Coronavirus topic of emergency meeting of Caribbean leaders

By Erasmus Williams
Basseterre, St Kitts, March 1, 2020 – Against the background of the World Health Organization raising the global risk assessment of the COVID-19 Coronavirus world wide infection level to “very high, CARICOM Heads today Sunday, March 1, to discuss ways of protecting the region from the continued spread of the deadly virus.
The meeting will be hosted by Chairman of the Caribbean Community (CARICOM), Prime Minister Mia Amor Mottley, will host the special meeting in Barbados, in the Frangipani room at the Lloyd Erskine Sandiford Centre, beginning at 12 noon.
It will bring together some Heads of Government, Caribbean Ministers of Health and their chief medical officers, representatives from the Pan American Health Organization, the Caribbean Public Health Agency, the Caribbean Community Implementation Agency for Crime and Security and the Caribbean Disaster Emergency Management Agency.
The decision to hold the special meeting was taken by Ms. Mottley following consultations with outgoing CARICOM Chairman, Prime Minister Allen Chastanet of St. Lucia, after both leaders participated in two emergency meetings on Wednesday, February 26, and Friday, February 28, of the Council for Human and Social Development (COHSOD) and Chief Medical Officers on COVID-19, via video conference.
When they meet in Barbados, Caribbean leaders will consider a recommendation from the COHSOD Working group on regional coordination for management of the virus and other infectious diseases on passenger ships.
Chief executive officers of cruise lines and airlines servicing the region will be invited to participate in the special session.
In the meantime, the United States today reported its first case of death from COVID-19. He is a man who resided in Washington State.

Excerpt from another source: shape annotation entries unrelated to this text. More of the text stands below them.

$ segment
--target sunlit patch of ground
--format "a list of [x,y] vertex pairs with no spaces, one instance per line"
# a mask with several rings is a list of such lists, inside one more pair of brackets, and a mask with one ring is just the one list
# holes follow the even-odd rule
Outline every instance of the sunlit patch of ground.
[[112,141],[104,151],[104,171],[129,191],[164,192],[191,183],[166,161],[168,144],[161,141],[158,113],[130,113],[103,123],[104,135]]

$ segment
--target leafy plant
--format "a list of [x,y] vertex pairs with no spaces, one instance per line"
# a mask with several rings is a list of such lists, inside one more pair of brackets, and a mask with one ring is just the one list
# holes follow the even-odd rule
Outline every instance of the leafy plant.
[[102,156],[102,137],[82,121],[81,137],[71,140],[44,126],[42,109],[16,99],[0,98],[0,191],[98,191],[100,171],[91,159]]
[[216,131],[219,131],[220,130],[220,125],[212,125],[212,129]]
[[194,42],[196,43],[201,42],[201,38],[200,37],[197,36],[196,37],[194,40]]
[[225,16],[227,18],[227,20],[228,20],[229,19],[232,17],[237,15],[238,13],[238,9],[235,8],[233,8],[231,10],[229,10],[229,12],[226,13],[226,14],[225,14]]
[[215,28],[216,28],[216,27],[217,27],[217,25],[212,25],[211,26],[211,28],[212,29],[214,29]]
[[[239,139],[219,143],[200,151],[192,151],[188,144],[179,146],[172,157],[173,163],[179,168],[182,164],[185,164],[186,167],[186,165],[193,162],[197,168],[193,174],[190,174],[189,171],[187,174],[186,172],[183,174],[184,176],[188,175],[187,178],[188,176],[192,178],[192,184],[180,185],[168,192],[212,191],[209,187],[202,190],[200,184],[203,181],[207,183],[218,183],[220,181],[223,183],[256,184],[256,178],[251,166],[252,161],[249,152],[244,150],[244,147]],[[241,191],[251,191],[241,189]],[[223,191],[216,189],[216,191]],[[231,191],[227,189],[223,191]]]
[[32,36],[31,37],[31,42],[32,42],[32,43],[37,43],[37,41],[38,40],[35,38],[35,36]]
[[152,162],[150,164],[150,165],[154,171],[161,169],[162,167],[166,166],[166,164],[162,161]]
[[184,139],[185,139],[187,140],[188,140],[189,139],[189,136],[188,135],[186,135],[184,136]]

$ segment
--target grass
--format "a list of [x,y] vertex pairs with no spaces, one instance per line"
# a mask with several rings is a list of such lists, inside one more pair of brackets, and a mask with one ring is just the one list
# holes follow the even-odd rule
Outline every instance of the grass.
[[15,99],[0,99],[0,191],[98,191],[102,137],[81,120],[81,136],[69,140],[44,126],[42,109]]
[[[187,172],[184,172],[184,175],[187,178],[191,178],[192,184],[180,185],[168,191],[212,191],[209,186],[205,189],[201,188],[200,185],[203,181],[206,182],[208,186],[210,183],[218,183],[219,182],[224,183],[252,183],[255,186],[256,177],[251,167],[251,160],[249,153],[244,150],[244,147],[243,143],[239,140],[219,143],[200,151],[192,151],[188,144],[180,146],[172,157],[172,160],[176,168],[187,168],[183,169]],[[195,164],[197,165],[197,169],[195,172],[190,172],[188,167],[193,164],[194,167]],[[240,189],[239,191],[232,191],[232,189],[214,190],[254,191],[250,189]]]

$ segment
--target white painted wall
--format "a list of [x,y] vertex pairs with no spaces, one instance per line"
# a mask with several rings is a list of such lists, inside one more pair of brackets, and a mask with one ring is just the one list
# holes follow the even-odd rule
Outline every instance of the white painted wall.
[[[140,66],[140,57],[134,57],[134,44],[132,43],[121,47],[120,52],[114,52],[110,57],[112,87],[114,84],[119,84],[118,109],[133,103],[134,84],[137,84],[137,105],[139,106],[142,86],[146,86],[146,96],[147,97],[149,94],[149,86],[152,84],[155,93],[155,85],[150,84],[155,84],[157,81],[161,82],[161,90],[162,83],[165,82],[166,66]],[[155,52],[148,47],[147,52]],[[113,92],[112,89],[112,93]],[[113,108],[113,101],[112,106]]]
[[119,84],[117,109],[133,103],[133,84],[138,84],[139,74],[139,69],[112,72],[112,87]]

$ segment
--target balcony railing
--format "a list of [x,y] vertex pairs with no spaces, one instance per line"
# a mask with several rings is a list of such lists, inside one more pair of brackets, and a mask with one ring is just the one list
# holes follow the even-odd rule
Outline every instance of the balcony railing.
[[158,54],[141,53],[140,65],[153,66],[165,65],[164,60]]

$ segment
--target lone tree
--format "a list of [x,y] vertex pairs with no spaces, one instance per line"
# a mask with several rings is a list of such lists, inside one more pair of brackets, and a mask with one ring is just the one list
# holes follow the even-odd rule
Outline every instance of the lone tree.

In the U.S., at least 63 people are being treated for COVID-19 as of Thursday, most of them evacuated from Asia. The origin of two cases, both women in California, have been impossible for doctors to trace, leading the CDC to warn the U.S. has likely seen its first case of “community spread.”
The head of the World Health Organization said that kind of transmission, of unknown origin and possibly from the general population, represented the third of four outbreak stages that every nation must be prepared for: “Every country must be ready for its first case, its first cluster, the first evidence of community transmission, and for dealing with sustained community transmission,” WHO Director-General Tedros Adhanom Ghebreyesus said.
The Caribbean welcomed over thirty million stay over visitors to its shores last year, accompanied by 27 million cruise ship passengers.
The United States remained the dominant source market for Caribbean tourism, with just under 15 million visitors coming to the Caribbean, followed by Canada, Europe and the United Kingdom.
According to the Caribbean Tourism Organization, CTO, the region’s stayover visitors contributed more than $37 billion to the Caribbean economy.